Gros gros fan du « Incredible Hulk » de Peter David, je n’avais pourtant jamais fait l’effort de traquer les épisodes inédits en VF. Je ne connaissais que les épisodes (absolument terribles) parus dans la Version Intégrale « Hulk » ; d’ailleurs, à mon humble avis, avec les « Daredevil » de Nocenti et Romita Jr, c’étaient les joyaux de la collection.
Quel plaisir de découvrir ces épisodes, avant de me refaire tout la partie du run (passionnante à mon sens, mais je crois que les avis divergent) consacrée au Panthéon, qui fait une discrète apparition sub-plotesque ici. J’avais hurlé à la Lune de désespoir à l’annonce de la suspension (pour méventes, je crois) de cette « Intégrale », voilà une sacrée bonne initiative de la part de Panini…
Le volume s’ouvre sur l’excellente saga « Countdown », pourtant méconnue il me semble dans le canon hulkien, travaux de David inclus. C’est pourtant une formidable histoire, ramassée mais d’une densité incroyable sur le plan narratif et thématique. Sous couvert d’un suspens haletant autour de la survie de Banner / Hulk (empoisonné), David fait le tour des « archétypes » de la galerie de méchants de Hulk, sous une forme très ludique : le premier épisode le met en face d’un ennemi miroir inversé, l’Abomination, un peu son Bizarro, ou son Venom. Un classique chez les vilains. Le second le confronte à un héros, ou plutôt une héroïne, Miss Chose, là aussi un classique pour Hulk (que l’on songe à la Chose ou Wolverine, voire Spidey). Le troisième le met en face de son archi-ennemi (façon Joker ou Fatalis), le Leader (qui reviendra prendre plus de place dans la suite du run). Et le dernier le met face à un nouvel ennemi, Madman, une création avec laquelle David ira assez loin dans le sous-texte homoérotique. Une saga vraiment astucieuse et prenante.
C’est le décrié Jeff Purves qui s’y colle, comme sur le volume précédent (j’apprends d’ailleurs que « Incredible Hulk » fut son seul travail dans le champ des comics, il est plutôt story-boarder…étonnant). Je confesse pour ma part ne pas détester le rendu très « late-eighties » de son travail, une dimension un peu indé qui est renforcée par l’encrage de Marie Séverin, si particulier.
Il est remplacé sur le dernier épisode de « Countdown » par Dale Keown, débutant (et au dessin altéré par l’encrage de Séverin). Un premier épisode où l’équipe David / Keown se fait la main en soumettant Hulk à une première (et pas la dernière) altération corporelle ; il est ici rachitique, pour un rendu étrange, proche du monstre de Frankenstein… Une chouette curiosité que cet arc, vraiment.
Peter David y fait astucieusement référence (à sa manière très « méta ») au mécontentement d’une partie des lecteurs, qui n’aiment pas le Hulk gris et préfère le Hulk " canonique (l’Abomination le dit à mots à peine couverts). David l’adore, lui, se rappelant qu’il s’agit là du Hulk originel (et donc parfaitement « légitime ») et peut-être aussi parce que ce Hulk bavard peut se défendre en débattant et se justifier, ce que le scénariste lui fait faire admirablement bien (notamment face à Ben Grimm…).
Sam Kieth joue les bouche-trous pour l’épisode suivant, où de façon très cohérente, David oppose Hulk à un des archétypes fictionnels qui a présidé à sa naissance : Hyde, ou en tout cas sa contrepartie Marvel : logique.

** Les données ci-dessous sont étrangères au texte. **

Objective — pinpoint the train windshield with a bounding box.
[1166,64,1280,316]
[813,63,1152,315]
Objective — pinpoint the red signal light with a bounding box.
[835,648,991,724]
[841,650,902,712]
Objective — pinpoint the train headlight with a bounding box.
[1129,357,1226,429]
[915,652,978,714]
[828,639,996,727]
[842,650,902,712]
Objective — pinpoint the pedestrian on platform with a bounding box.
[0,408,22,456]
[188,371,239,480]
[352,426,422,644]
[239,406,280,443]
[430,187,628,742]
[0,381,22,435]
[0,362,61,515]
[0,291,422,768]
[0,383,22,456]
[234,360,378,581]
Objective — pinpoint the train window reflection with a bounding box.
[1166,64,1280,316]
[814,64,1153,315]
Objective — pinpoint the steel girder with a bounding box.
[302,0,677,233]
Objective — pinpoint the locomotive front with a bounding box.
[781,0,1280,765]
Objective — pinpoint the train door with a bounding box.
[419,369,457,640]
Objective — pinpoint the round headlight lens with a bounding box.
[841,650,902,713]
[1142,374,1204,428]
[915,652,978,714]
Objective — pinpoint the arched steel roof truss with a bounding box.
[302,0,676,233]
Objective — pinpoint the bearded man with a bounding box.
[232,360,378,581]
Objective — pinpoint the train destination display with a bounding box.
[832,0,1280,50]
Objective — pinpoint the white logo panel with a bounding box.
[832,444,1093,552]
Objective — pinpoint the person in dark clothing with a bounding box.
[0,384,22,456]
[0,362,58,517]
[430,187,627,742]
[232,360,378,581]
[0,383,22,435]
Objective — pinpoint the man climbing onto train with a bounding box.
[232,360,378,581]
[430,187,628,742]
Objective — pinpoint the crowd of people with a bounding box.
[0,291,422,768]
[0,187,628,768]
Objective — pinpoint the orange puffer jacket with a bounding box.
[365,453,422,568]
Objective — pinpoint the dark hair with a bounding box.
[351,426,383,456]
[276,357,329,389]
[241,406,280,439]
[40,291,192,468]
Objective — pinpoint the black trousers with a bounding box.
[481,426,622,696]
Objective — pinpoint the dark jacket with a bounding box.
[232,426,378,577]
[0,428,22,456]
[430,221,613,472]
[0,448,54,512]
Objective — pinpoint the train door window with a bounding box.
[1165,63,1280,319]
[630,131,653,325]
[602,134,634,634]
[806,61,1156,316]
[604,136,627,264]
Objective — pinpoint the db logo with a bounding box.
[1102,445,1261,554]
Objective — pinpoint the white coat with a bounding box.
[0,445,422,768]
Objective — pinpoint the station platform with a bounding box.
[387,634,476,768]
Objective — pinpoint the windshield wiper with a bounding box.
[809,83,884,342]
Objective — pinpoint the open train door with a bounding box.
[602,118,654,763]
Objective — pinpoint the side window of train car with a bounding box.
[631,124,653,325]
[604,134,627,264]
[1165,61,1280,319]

Le dessin de Kieth (contemporain de son boulot sur « Sandman », je crois ?) a le même feeling indé que celui de Purves, je trouve.

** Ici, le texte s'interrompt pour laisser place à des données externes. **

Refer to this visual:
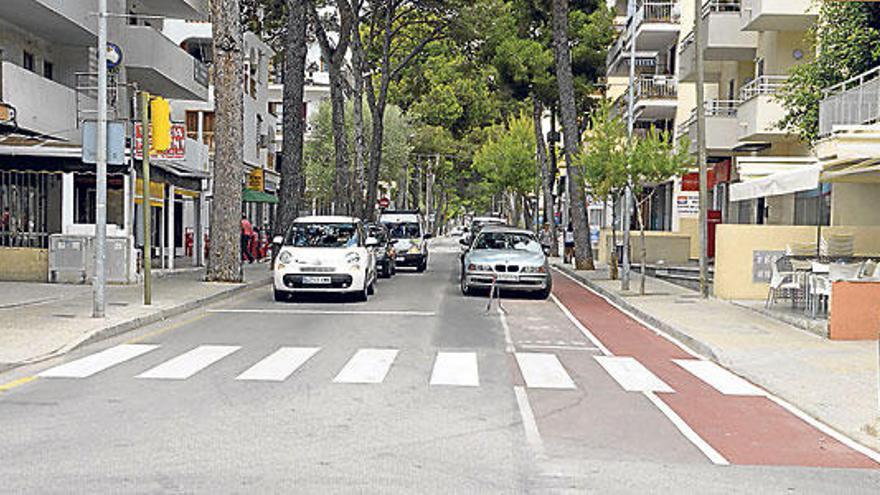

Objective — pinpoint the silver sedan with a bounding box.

Puis Keown vient s’installer sur la durée, en mode pur-Byrne, plus que par la suite où il trouve une voix plus personnelle (même si toujours influencée, mais c’est normal). Je suis très très fan, sans compter que David, très généreux dans les péripéties (dont un retour des Défenseurs originaux assez jouissif), bâtit un impeccable crescendo autour des problèmes d’identité du héros, avec la géniale bagarre des trois aspects de la personnalité de Banner. Il expérimente d’ailleurs avec un nouveau type de métamorphose (la mue), typique de l’approche presque cronenbergienne du scénariste (l’esprit influe sur le corps, car en définitive l’un et l’autre ne font qu’un ; l’évolution forcée ou non du psychisme entraîne donc des bouleversements corporels). La biologie, c’est le destin, dirait le réalisateur canadien. Un aphorisme qui se prêt bien au sous-texte du titre…
Dans le prochain volume, on aborde l’ère « Panthéon » où David, après avoir flirté avec le polar (Joe Fixit) et l’horreur (dans ce volume-ci), revient pour le meilleur à une veine plus éminemment super-héroïque. La suuuuiiiiiite !!!